Literature DB >> 21285411

Wnt signaling regulates hepatic metabolism.

Hongjun Liu1, Maria M Fergusson, J Julie Wu, Ilsa I Rovira, Jie Liu, Oksana Gavrilova, Teng Lu, Jianjun Bao, Donghe Han, Michael N Sack, Toren Finkel.   

Abstract

The contribution of the Wnt pathway has been extensively characterized in embryogenesis, differentiation, and stem cell biology but not in mammalian metabolism. Here, using in vivo gain- and loss-of-function models, we demonstrate an important role for Wnt signaling in hepatic metabolism. In particular, β-catenin, the downstream mediator of canonical Wnt signaling, altered serum glucose concentrations and regulated hepatic glucose production. β-Catenin also modulated hepatic insulin signaling. Furthermore, β-catenin interacted with the transcription factor FoxO1 in livers from mice under starved conditions. The interaction of FoxO1 with β-catenin regulated the transcriptional activation of the genes encoding glucose-6-phosphatase (G6Pase) and phosphoenolpyruvate carboxykinase (PEPCK), the two rate-limiting enzymes in hepatic gluconeogenesis.

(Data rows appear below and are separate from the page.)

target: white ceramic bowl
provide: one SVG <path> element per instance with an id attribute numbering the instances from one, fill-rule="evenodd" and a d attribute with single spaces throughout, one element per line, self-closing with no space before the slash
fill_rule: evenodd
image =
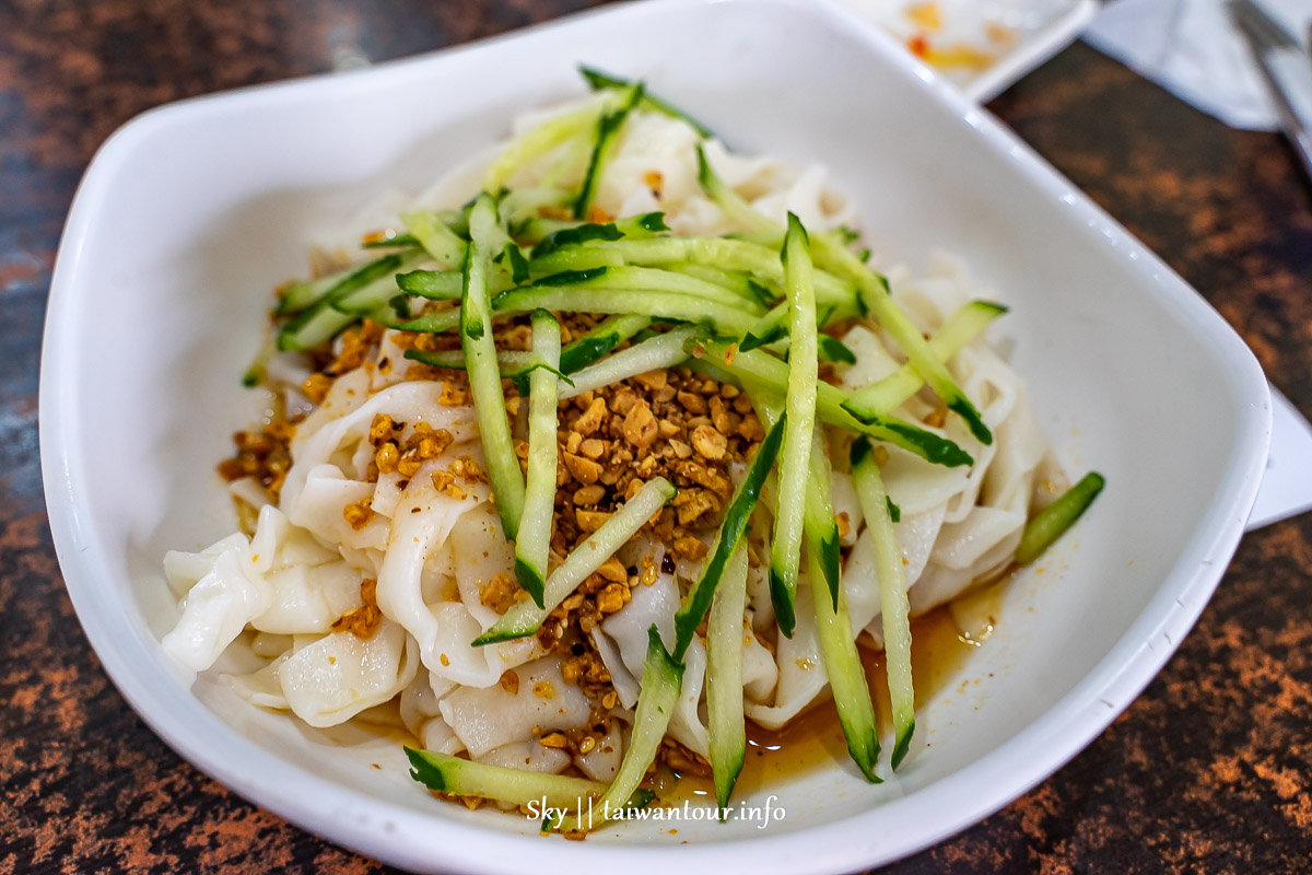
<path id="1" fill-rule="evenodd" d="M 985 681 L 921 711 L 932 749 L 878 787 L 836 761 L 770 788 L 787 817 L 765 829 L 525 834 L 516 817 L 436 803 L 394 741 L 349 746 L 349 732 L 258 712 L 159 645 L 177 617 L 161 555 L 234 525 L 213 464 L 255 415 L 237 375 L 270 286 L 302 269 L 314 228 L 382 188 L 420 188 L 502 136 L 512 113 L 579 92 L 579 60 L 648 79 L 744 150 L 827 163 L 880 251 L 921 266 L 935 248 L 964 256 L 1013 306 L 998 333 L 1063 460 L 1109 480 L 1048 573 L 1008 590 L 996 639 L 967 669 Z M 1252 354 L 1176 274 L 987 113 L 813 0 L 625 4 L 147 113 L 77 193 L 41 386 L 68 590 L 142 718 L 306 829 L 399 866 L 468 872 L 833 872 L 970 825 L 1088 744 L 1189 631 L 1248 517 L 1269 416 Z"/>

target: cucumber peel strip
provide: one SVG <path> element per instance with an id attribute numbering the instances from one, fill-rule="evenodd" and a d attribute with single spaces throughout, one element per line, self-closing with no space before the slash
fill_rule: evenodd
<path id="1" fill-rule="evenodd" d="M 606 791 L 606 784 L 586 778 L 508 769 L 411 746 L 404 750 L 412 766 L 411 778 L 453 796 L 478 796 L 513 805 L 541 803 L 544 798 L 551 808 L 579 808 L 584 800 Z"/>
<path id="2" fill-rule="evenodd" d="M 916 691 L 911 670 L 911 605 L 907 600 L 903 551 L 893 531 L 896 519 L 892 516 L 892 509 L 897 505 L 884 489 L 870 441 L 857 438 L 851 445 L 850 460 L 857 499 L 875 546 L 884 659 L 888 666 L 888 698 L 893 714 L 892 767 L 896 770 L 907 756 L 912 735 L 916 732 Z"/>
<path id="3" fill-rule="evenodd" d="M 773 392 L 787 388 L 789 365 L 764 350 L 733 352 L 729 342 L 714 338 L 691 340 L 689 349 L 695 358 L 705 357 L 705 361 L 732 374 L 744 386 Z M 887 441 L 934 464 L 950 468 L 974 464 L 968 453 L 945 437 L 891 416 L 862 422 L 844 409 L 842 403 L 850 397 L 846 392 L 828 383 L 819 383 L 816 388 L 816 415 L 828 425 Z"/>
<path id="4" fill-rule="evenodd" d="M 790 348 L 785 394 L 783 445 L 779 450 L 779 499 L 770 539 L 770 602 L 779 632 L 792 638 L 796 624 L 798 571 L 806 514 L 811 439 L 816 425 L 816 300 L 811 245 L 795 215 L 789 214 L 789 232 L 781 252 L 789 300 Z"/>
<path id="5" fill-rule="evenodd" d="M 715 590 L 706 622 L 706 736 L 720 820 L 747 758 L 743 716 L 743 611 L 747 607 L 747 547 L 739 544 Z"/>
<path id="6" fill-rule="evenodd" d="M 588 80 L 588 85 L 593 91 L 602 91 L 602 89 L 623 91 L 626 88 L 632 87 L 632 83 L 628 81 L 627 79 L 621 79 L 619 76 L 611 76 L 610 73 L 604 73 L 594 67 L 585 67 L 580 64 L 579 72 L 583 73 L 583 77 L 585 80 Z M 711 129 L 708 129 L 706 125 L 702 125 L 699 121 L 697 121 L 680 108 L 674 106 L 673 104 L 665 100 L 661 100 L 660 97 L 656 97 L 649 92 L 644 91 L 643 97 L 638 105 L 642 109 L 660 113 L 661 115 L 668 115 L 670 118 L 677 118 L 678 121 L 685 122 L 689 127 L 697 131 L 698 135 L 702 136 L 702 139 L 706 139 L 708 136 L 715 136 L 715 134 L 711 132 Z"/>
<path id="7" fill-rule="evenodd" d="M 601 188 L 601 176 L 610 163 L 610 156 L 615 151 L 619 130 L 625 126 L 630 110 L 643 98 L 644 85 L 634 83 L 619 94 L 619 105 L 597 119 L 597 134 L 588 160 L 588 171 L 584 173 L 583 185 L 579 189 L 579 199 L 575 201 L 575 218 L 586 219 L 592 211 L 592 205 L 597 199 L 597 189 Z"/>
<path id="8" fill-rule="evenodd" d="M 647 659 L 643 661 L 642 689 L 638 693 L 638 707 L 634 711 L 634 729 L 628 736 L 628 748 L 619 761 L 619 770 L 610 782 L 605 795 L 592 811 L 600 809 L 601 821 L 609 819 L 611 809 L 622 809 L 647 775 L 647 769 L 656 760 L 656 752 L 665 739 L 669 720 L 678 703 L 678 693 L 684 683 L 684 664 L 665 651 L 656 624 L 647 630 Z M 600 824 L 583 812 L 575 819 L 575 829 L 588 832 Z"/>
<path id="9" fill-rule="evenodd" d="M 514 542 L 514 576 L 534 603 L 543 607 L 551 516 L 556 504 L 556 394 L 560 386 L 556 378 L 560 323 L 544 310 L 533 314 L 533 354 L 544 367 L 529 374 L 529 464 Z"/>
<path id="10" fill-rule="evenodd" d="M 651 316 L 611 315 L 560 350 L 560 370 L 573 374 L 614 350 L 622 342 L 652 324 Z"/>
<path id="11" fill-rule="evenodd" d="M 1102 492 L 1107 480 L 1097 471 L 1084 475 L 1077 484 L 1061 493 L 1061 497 L 1034 514 L 1025 525 L 1021 544 L 1015 548 L 1015 561 L 1029 565 L 1065 534 L 1075 521 L 1089 509 L 1093 500 Z"/>
<path id="12" fill-rule="evenodd" d="M 870 698 L 866 682 L 866 669 L 857 652 L 857 638 L 851 631 L 851 617 L 848 614 L 848 594 L 840 588 L 838 600 L 819 596 L 815 581 L 823 576 L 820 559 L 807 550 L 807 564 L 811 586 L 811 601 L 816 611 L 816 627 L 820 635 L 820 653 L 824 657 L 833 703 L 838 710 L 838 724 L 848 740 L 848 753 L 857 763 L 861 774 L 870 783 L 882 783 L 875 774 L 879 762 L 879 727 L 875 723 L 875 704 Z"/>
<path id="13" fill-rule="evenodd" d="M 648 480 L 632 499 L 625 502 L 625 506 L 601 523 L 597 531 L 575 547 L 575 551 L 551 572 L 546 581 L 542 607 L 531 601 L 516 602 L 485 632 L 474 639 L 472 647 L 509 641 L 537 632 L 547 614 L 568 598 L 588 575 L 614 556 L 615 551 L 647 525 L 647 521 L 656 516 L 674 497 L 676 492 L 674 485 L 665 478 Z"/>
<path id="14" fill-rule="evenodd" d="M 479 434 L 487 455 L 488 479 L 506 540 L 514 540 L 523 512 L 523 475 L 510 439 L 501 369 L 492 341 L 492 302 L 488 295 L 488 249 L 497 230 L 496 205 L 479 195 L 470 214 L 470 245 L 464 256 L 464 294 L 461 300 L 461 348 L 468 373 L 470 394 L 478 415 Z"/>
<path id="15" fill-rule="evenodd" d="M 674 367 L 687 361 L 685 345 L 697 332 L 693 325 L 673 328 L 583 367 L 571 375 L 569 388 L 560 392 L 560 400 L 605 388 L 647 371 Z"/>
<path id="16" fill-rule="evenodd" d="M 684 605 L 674 614 L 674 649 L 673 657 L 682 661 L 689 645 L 697 636 L 697 627 L 702 624 L 706 613 L 711 610 L 715 589 L 720 585 L 726 569 L 747 531 L 748 519 L 756 509 L 756 502 L 761 496 L 761 487 L 770 476 L 770 468 L 779 455 L 779 446 L 786 434 L 785 420 L 781 418 L 770 429 L 761 442 L 756 455 L 748 466 L 743 481 L 733 493 L 733 499 L 724 509 L 724 521 L 715 537 L 715 546 L 711 555 L 702 567 L 702 573 L 689 592 Z M 741 618 L 740 618 L 741 619 Z"/>
<path id="17" fill-rule="evenodd" d="M 1006 307 L 988 300 L 972 300 L 947 317 L 933 337 L 929 349 L 941 361 L 951 361 L 968 342 L 975 340 L 994 319 L 1004 315 Z M 888 416 L 907 399 L 920 391 L 925 379 L 909 363 L 903 365 L 888 376 L 851 394 L 842 408 L 861 421 Z"/>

Moreover, starvation induced the hepatic expression of mRNAs encoding different Wnt isoforms. In addition, nutrient deprivation appeared to favor the association of β-catenin with FoxO family members, rather than with members of the T cell factor of transcriptional activators. Notably, in a model of diet-induced obesity, hepatic deletion of β-catenin improved overall metabolic homeostasis. These observations implicate Wnt signaling in the modulation of hepatic metabolism and raise the possibility that Wnt signaling may play a similar role in the metabolic regulation of other tissues.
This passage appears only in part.